A salient example of Freud's own metapsychology is his characterization of psychoanalysis as a "simultaneously closed system, fundamentally unrelated and impervious to the external world and as an open system inherently connected and responsive to environmental influence.

In the 1910s, Freud wrote a series of twelve essays, to be collected as Preliminaries to a Metapsychology. Five of these were published independently under the titles: "Instincts and Their Vicissitudes," "Repression," "The Unconscious," "A Metapsychological Supplement to the Theory of Dreams," and "Mourning and Melancholia." The remaining seven remained unpublished, an expression of Freud's ambivalence about his own attempts to articulate the whole of his vision of psychoanalysis. In 1919 he wrote to Lou Andreas-Salome, "Where is my Metapsychology? In the first place it remains unwritten". In 1920 he published Beyond the Pleasure Principle, a text with metaphysical ambitions.

Midcentury psychoanalyst David Rapaport defined the term thus: "Books on psychoanalysis usually deal with its clinical theory... there exists, however, a fragmentary—yet consistent—general theory of psychoanalysis, which comprises the premises of the special (clinical) theory, the concepts built on it, and the generalizations derived from it... named metapsychology."
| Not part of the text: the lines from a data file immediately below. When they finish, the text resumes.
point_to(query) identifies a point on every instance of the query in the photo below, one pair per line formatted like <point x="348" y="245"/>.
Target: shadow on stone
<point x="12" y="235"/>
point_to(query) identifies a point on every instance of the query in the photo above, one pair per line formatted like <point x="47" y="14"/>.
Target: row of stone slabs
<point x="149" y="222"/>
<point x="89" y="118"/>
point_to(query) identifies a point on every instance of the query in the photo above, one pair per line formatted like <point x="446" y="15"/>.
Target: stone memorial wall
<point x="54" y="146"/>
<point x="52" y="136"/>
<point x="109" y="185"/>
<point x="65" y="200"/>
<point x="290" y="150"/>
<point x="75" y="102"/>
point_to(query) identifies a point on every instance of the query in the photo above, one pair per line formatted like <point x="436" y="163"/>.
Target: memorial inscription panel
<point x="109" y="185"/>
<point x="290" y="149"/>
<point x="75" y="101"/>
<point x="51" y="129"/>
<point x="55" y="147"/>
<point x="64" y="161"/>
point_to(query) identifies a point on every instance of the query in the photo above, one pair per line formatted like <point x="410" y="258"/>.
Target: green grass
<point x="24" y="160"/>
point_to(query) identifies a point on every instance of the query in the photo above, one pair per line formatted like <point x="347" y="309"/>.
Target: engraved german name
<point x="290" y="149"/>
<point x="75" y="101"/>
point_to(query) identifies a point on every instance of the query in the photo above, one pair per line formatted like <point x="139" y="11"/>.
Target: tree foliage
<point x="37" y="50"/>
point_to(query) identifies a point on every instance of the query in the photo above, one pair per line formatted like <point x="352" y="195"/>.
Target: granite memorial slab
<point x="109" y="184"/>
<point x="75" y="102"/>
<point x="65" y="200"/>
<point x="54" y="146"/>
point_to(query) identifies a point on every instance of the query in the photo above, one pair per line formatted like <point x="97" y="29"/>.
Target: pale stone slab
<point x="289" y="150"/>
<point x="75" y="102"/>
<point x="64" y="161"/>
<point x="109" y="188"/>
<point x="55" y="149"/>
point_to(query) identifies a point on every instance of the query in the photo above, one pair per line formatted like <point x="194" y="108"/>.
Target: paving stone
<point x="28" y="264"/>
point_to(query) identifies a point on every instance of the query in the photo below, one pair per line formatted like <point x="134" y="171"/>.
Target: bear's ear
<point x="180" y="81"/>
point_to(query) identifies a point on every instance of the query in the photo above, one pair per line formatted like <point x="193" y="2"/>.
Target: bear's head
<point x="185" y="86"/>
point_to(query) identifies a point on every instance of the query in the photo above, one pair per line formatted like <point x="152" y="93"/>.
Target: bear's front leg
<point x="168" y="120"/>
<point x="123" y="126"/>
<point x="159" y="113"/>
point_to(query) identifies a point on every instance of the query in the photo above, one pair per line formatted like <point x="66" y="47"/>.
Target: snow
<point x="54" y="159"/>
==Freud's metapsychology==
1. The topographical point of view: the psyche operates at different levels of consciousness – unconscious, preconscious, and conscious
2. The dynamic point of view: the notion that there are psychological forces which may conflict with one another at work in the psyche
3. The economic point of view: the psyche contains charges of energy which are transferred from one element of the psyche to another
4. The structural point of view: the psyche consists of configurations of psychological processes which operate in different ways and reveal different rates of change – the ego, the id, and the superego
5. The genetic point of view: the origins – or "genesis" – of psychological processes can be found in developmentally previous psychological processes

Ego psychologist Heinz Hartmann also added 'the adaptive" point of view' to Freud's metapsychology, although Lacan who interpreted metapsychology as the symbolic, the Real, and the imaginary, said "the dimension discovered by analysis is the opposite of anything which progresses through adaptation."

==Criticism==
Freud's metapsychology has faced criticism, mainly from ego psychology. Object relations theorists, such as Melanie Klein, shifted the focus away from intrapsychic conflicts and towards the dynamics of interpersonal relationships, leading to a unifocal theory of development that focused on the mother-child relationship. Most ego psychologists saw the structural point of view, Freud's latest metapsychology, as the most important. Some proposed that only the structural point of view be kept in metapsychology, because the topographical point of view made an unnecessary distinction between the unconscious and the preconscious (Arlow & Brenner) and because the economic point of view was viewed as redundant (Gill).